New release: pgloader 3.2
PostgreSQL comes with an awesome bulk copy protocol and tooling best known
as the
COPY and
\copy
commands. Being a transactional system, PostgreSQL
COPY implementation will
ROLLBACK
any work done if a single error is found
in the data set you’re importing. That’s the reason why
pgloader got
started: it provides with error handling for the
COPY protocol.
As soon as we have the capability to load data from unreliable sources, another use case appears on the horizon, and soon enough pgloader grew the capacity to load data from other databases, some having a more liberal notion of what is sane data type input.
To be able to adapt to advanced use cases in database data migration support, pgloader has grown an advanced command language wherein you can define your own load-time data projection and transformations, and your own type casting rules too.
New in version 3.2 is that in simple cases, you don’t need that command file any more. Check out the pgloader quick start page to see some examples where you can use pgloader all from your command line!

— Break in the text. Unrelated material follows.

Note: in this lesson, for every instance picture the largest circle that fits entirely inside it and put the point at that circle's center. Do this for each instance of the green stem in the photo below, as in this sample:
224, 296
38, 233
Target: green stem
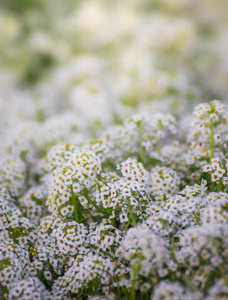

Here’s one such example, migrating a whole MySQL database data set over to
PostgreSQL, including automated schema discovery, automated type casting and
on-the-fly data cleanup (think about zero dates or booleans in
tinyint(1)
disguise), support for indexes, primary keys, foreign keys and comments.
It’s as simple as:
$ createdb sakila
$ pgloader mysql://[email protected]/sakila pgsql:///sakila
2015-01-16T09:49:36.068000+01:00 LOG Main logs in '/private/tmp/pgloader/pgloader.log'
2015-01-16T09:49:36.074000+01:00 LOG Data errors in '/private/tmp/pgloader/'
table name read imported errors time
------------------------------ --------- --------- --------- --------------
fetch meta data 43 43 0 0.222s
create, drop 0 36 0 0.130s
------------------------------ --------- --------- --------- --------------
actor 200 200 0 0.133s
address 603 603 0 0.035s
category 16 16 0 0.027s
city 600 600 0 0.018s
country 109 109 0 0.017s
customer 599 599 0 0.035s
film 1000 1000 0 0.075s
film_actor 5462 5462 0 0.147s
film_category 1000 1000 0 0.035s
film_text 1000 1000 0 0.053s
inventory 4581 4581 0 0.086s
language 6 6 0 0.041s
payment 16049 16049 0 0.436s
rental 16044 16044 0 0.474s
staff 2 2 0 0.170s
store 2 2 0 0.010s
Index Build Completion 0 0 0 0.000s
------------------------------ --------- --------- --------- --------------
Create Indexes 40 40 0 0.343s
Reset Sequences 0 13 0 0.026s
Primary Keys 16 14 2 0.013s
Foreign Keys 22 22 0 0.078s
Comments 0 0 0 0.000s
------------------------------ --------- --------- --------- --------------
Total import time 47273 47273 0 2.261s
Other options are available to support a variety of input file formats, including compressed csv files found on a remote location, as in:
curl http://pgsql.tapoueh.org/temp/2013_Gaz_113CDs_national.txt.gz \
| gunzip -c \
| pgloader --type csv \
--field "usps,geoid,aland,awater,aland_sqmi,awater_sqmi,intptlat,intptlong" \
--with "skip header = 1" \
--with "fields terminated by '\t'" \
- \
postgresql:///pgloader?districts_longlat
2015-01-16T10:09:06.027000+01:00 LOG Main logs in '/private/tmp/pgloader/pgloader.log'
2015-01-16T10:09:06.032000+01:00 LOG Data errors in '/private/tmp/pgloader/'
table name read imported errors time
------------------------------ --------- --------- --------- --------------
fetch 0 0 0 0.010s
------------------------------ --------- --------- --------- --------------
districts_longlat 440 440 0 0.087s
------------------------------ --------- --------- --------- --------------
Total import time 440 440 0 0.097s
As usual in unix commands, the
-
input filename stands for
standard input
and allows streaming data from a remote compressed file down to PostgreSQL.
So if you have any data loading job, including data migrations from SQLite, MySQL or MS SQL server: have a look at pgloader!